А Шаляпин, последнюю сотню метров до своего дома одолев, прибыл домой. В хату он не пошел, а уселся на крыльце, перекурить и обдумать. Перед домом лежал бурьянистый огород. Новая зеленка и сухой старник сплетались там год от года, от низов наползали терны. Крыша на сараях прохудилась, на базах гулял ветер.
Шаляпин хозяйства не вел. Спасибо, хата была шифером ошелевана и накрыта и потому ничьих рук не просила. Но после ясного дня, высокого неба и солнышка не хотелось в дом. Там было неуютно. И потому из года в год, по весне, бросал Шаляпин свою насквозь прокопченную хату и уносил пожитки на берег речки, в займище. Там он летовал до холодов. И теперь, сидя на крылечке и покуривая, Шаляпин представлял, как обоснуется под старой вербой и хорошо отоспится в тишине и покое. Как порыбалит…
Шаляпин был видом диковат: сивые патлы стриг редко, черную бороду запустил староверскую, из нее лишь глаза глядели да сизоватый нос. Любил он рыбачить. И когда сидел где-нибудь над речкой, в кустах, его можно было за лешего принять и до смерти перепугаться.
Покурив, Шаляпин вошел в дом. Там было сумрачно, тянуло из углов зимней стылостью, приторный запах горелой солярки не выветрился до сей поры. По зиме топил Шаляпин не дровами, а соляркою, удивляя хутор. Ставил в печь чугунок, заливал горючее, и дымила шаляпинская труба не хуже паровозной.
В просторный матрасный мешок сложил он свои пожитки: тюфяк да старое одеяло, котелок да чашку с ложкой – щербу хлебать. Кто-то наведывался в дом без хозяина. Валенки с печи стянули и бросили посреди хаты. Шаляпинское жилье не запиралось. И не считал кое-кто грехом попытать в его углах счастья.
Собрался Шаляпин быстро и зашагал к диким садам, к речке.

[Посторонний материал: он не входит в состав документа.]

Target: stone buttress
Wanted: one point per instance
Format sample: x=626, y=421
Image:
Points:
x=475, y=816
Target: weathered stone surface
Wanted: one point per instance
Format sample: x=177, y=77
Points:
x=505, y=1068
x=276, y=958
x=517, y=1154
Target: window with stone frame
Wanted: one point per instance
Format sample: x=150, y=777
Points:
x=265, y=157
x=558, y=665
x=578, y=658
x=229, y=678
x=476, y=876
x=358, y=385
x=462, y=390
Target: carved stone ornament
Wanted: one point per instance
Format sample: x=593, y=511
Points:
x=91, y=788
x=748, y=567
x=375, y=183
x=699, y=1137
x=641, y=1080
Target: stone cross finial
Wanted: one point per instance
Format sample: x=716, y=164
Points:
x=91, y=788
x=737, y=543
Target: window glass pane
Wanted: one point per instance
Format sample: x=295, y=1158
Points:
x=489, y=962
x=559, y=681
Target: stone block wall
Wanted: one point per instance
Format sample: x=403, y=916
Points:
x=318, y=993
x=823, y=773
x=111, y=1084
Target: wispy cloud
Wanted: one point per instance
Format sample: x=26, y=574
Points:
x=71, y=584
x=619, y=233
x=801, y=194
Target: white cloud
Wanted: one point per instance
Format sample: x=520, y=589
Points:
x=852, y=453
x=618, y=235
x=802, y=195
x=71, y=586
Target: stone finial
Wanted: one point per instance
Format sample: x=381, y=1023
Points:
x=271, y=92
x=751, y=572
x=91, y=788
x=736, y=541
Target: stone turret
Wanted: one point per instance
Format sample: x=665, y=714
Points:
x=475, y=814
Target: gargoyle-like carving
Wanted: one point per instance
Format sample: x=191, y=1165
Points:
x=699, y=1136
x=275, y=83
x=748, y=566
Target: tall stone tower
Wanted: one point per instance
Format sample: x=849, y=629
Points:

Правда, к магазину он свернул, купил хлеба, курева, крупы и кое-чего еще.
– Будем щи варить, – пошутил он с продавцом и хохотнул добродушно.
Из года в год летовал он в привычном месте, под старой неохватной вербой, на заречной стороне против хутора. Кладка через речку была ненадежной, и без дела ее не переходили.
К своему логову Шаляпин пришел впору. Солнце уже встало «в дуб» и хорошо нагрело жесткое подножие вербы и землю. Кинув телогрейку, он сел возле дерева, чуя его живую горячую плоть. Мешок не стал разбирать, лишь вынул буханку хлеба, краюху отломил, намочил в сладкой речной воде, пожевал и заснул.
Он засыпал покойно, откинувшись на просторном подножии вербы. Засыпал, словно погружался в глубокий и светлый речной омут, опускался и слышал, как поют над ним, все тише и тише, лесные птицы, как солнце греет, и ласкает ветер, и шелестит листва. Долгий сон смежил ему очи, обещая покой. Недоеденная краюха осталась в руке, на земле. Старая ежиха, учуяв Шаляпина, вышла из гнезда и занялась хлебом. Ежиха селилась тут пять лет подряд, знала Шаляпина и не боялась его.
Шаляпина знали все в округе: и звери, и люди. Странная это была личность. Родился и вырос он в Тубе, там и теперь жили его братья и сестры, отец с матерью. Но в родном хуторе не бывал он много лет.
«Я – найда, меня отец с дерева снял», – коротко объяснял он холодность родственных отношений. В Тубе его, горемычного, оплакали и уже редко вспоминали. Словно и не было в семье старшего сына.
Тут же, неподалеку, на хуторе Рубежном, много лет «вдовела» жена Шаляпина со взрослой уже дочерью. И туда Шаляпин был не ходок. Он прижился на Тепленьком, бедовал здесь давно. Как пришел с трехлетней отсидки на чужой хутор, так и осел. Привыкли к нему, дали свое прозвище – «Шаляпин», имя забыв.
Он загуливал порой на неделю и тогда из хаты не выходил. Его ругали. Но Шаляпин, отрезвев, падал в ноги управляющему: «Прости». И грехи ему отпускались, потому что работником он был дорогим. В посевную, на пахоте, в уборочную – из машины не вылезал. Садился на бульдозер, на «Кировец», на «Беларусь» – везде его место было. О дурных его заработках сказки рассказывали. Но текли эти денежки вешней водой. Часто его обирали и в хате хозяйничали.
Так и жил Шаляпин. В бороде, волосатый, черноликий, в затерханной одежке – страх посмотреть. На работу он шел, с работы – больше молчком. Порою бродил по хутору, иногда беседовал: «Бу-бу-бу-бу…» Зимой жил в прокуренной хате, летом – на воле.
И здесь, за речкой, в займище, жилось ему не в пример веселее. И долгой зимой мечталось о сегодняшнем часе, когда просыпаешься не в хате, а под зеленой крышей. Как теперь.
Под вечер, проснувшись, Шаляпин не сразу понял, где он: в сладком ли сне или наяву плещет вода, соловей пощелкивает и высится над головой в золотистом сиянии цветущая верба, и райский дух от нее. Он лежал, замерев, боясь спугнуть дорогую минуту счастливого сна, если сон это.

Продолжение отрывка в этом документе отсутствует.